Sorun o. O andan itibaren de ABD ve İngiltere’yi, Suriye özelinde de maalesef Fransa dinamiklerini katmak gerekiyor; Türk-Kürt-Arap üçgeni İsrail’i darlar ama çözüme yetmeyebilir. Yönüne gelince, en kısa yanıt buradadır;
bu Batı yönlü bir jeopolitiktir
. Rusya’nın İran sorununda ABD’yle beraber çalışıyor olması dahi buna eklenebilir…
***
Türk-Kürt-Arap kümesi tartışılırken, ‘İran yok mu, neden yok’ diye soruldu…
İran yok.
Ama illa İran’a yönelik/karşı bir yapı anlamına gelmiyor. Şu aşamada onu kapsayacağını söylemek de iddialı olur. Öte yandan, ‘sadece İran’ı hedef almak için’ değerlendirmeleri var. Bence de bu yapının bir hedefi var ama İran bunun için küçük! İran sadece İran değil. Aynı zamanda hâlâ Rusya ve Çin. Tuttuğu ‘derbent’ bu yüzden önemli. Kaldı ki, Trump yönetiminde hâlâ İran’a yönelik bir ümit, beklenti olduğunu da söylemek lazım. Tahran’dan karşılık bulmadığını da yazamayız!..
Azerbaycan-Ermenistan-İran bağlamının küresel hassasiyetleri çektiği de ortada. ABD’nin, Zengezur’un ‘işletmesinin’ on yıllığına kendi şirketlerine verilmesi talebi dar alanda bile izah edicidir…
***
Peki ‘büyük hedef’ ne? Bunu tarif için, ‘düzen bulsun istenen’, Ukrayna-Karadeniz-Hazar-Pakistan, aşağı inerek Basra-Körfez-Arap Yarımadası-Kuzey Afrika, dönerek, Akdeniz’le çizdiği dikdörtgenin, bir “
sıçrama tahtası
” mı yoksa, bir tür “
güvenli arka alan
” yaratmak mı olduğunu anlamamız gerekiyor. Tabii “ön”ün, genel kabul gören Çin olduğunda mutabıksak…
Çin’e bakışı kısa tutalım;
şu an itibariyle
, Moskova-Pekin ilişkileri, Çin’in Ukrayna savaşına bakışı, garip gelebilir ama gelmesin Hindistan-Çin ilişkileri, ileri giderek Avustralya-Çin ilişkileri; Washington’un Çin’e haddini bildirme hazırlığını desteklemiyor…

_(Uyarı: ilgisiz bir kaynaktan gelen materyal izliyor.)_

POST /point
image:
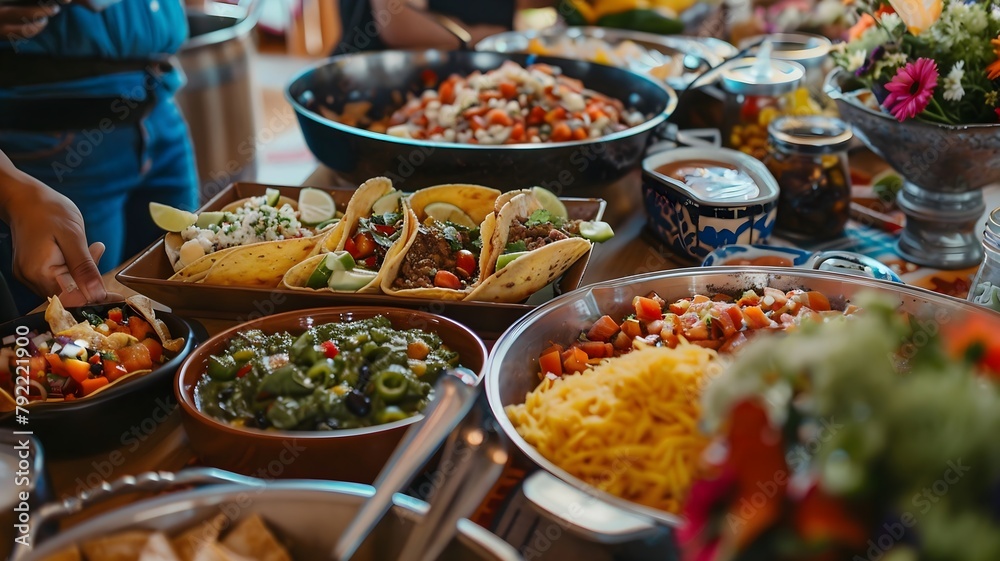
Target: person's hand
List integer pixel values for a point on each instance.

Washington-Pekin aktüel ilişkileri daha çok ekonomi üzerinde duruyor ve gelen açıklamalara da baktığınızda yanıcı madde çok ama henüz alev alma görünmüyor. Nihayet, Trump yönetiminin sınırlı zamanı, Çin’e yönelik “başlayıp-bitirme” sürecine yetişir mi, hayli tartışmalı…
***
Ukranya savaşı Trump’ı yavaşlatıyor. Bu açık. Pranganın vurulduğu iki ayaktan birincisi, Avrupa ve ABD yönetimlerinde “Bidencı” diye tarif edilen mahfillerin hâlâ oyunda olmaları. Bu nedense flu bir alan gibi algılanıyor. Hiç değil. Daha bir hafta olmadı, Amerikan Dışişleri Bakanlığı’ndan 1300 kişi kovuldu. Tasarruf, vs tamam da, “işten çıkarılacaklar” nasıl seçiliyor sanıyoruz…

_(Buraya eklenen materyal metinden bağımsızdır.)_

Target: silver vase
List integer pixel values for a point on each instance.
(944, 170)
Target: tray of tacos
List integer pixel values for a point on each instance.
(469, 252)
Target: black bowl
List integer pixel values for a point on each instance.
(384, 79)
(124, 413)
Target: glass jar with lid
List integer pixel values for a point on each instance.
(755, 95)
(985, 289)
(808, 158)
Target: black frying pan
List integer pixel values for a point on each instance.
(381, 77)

Bir başka delil; ABD Büyükelçisi Barrack önce şöyle dedi; “SDG, YPG’dir. YPG, PKK’nın bir türevidir.” Gayet belirgin, ‘SDG eşittir PKK' demiş oldu. Bu ABD’nin başını ağrıtır. 24 saat geçmeden Barrack, açıklama getirme ihtiyacı duydu ve getiremedi. Ama sulandırdı; “SDG’nin PKK’nın bir türevi olduğunu söylemedim. YPG, PKK’nın çeşitli türevlerinden ortaya çıktı”…
Alel-acele tashih denemesinin sebebi de işte Washington’da Trump’la didişmeye devam eden o zehirli sarmaşıktır. Onlar reaksiyon gösterdiği için ‘yumuşatıldı’ bu sözler…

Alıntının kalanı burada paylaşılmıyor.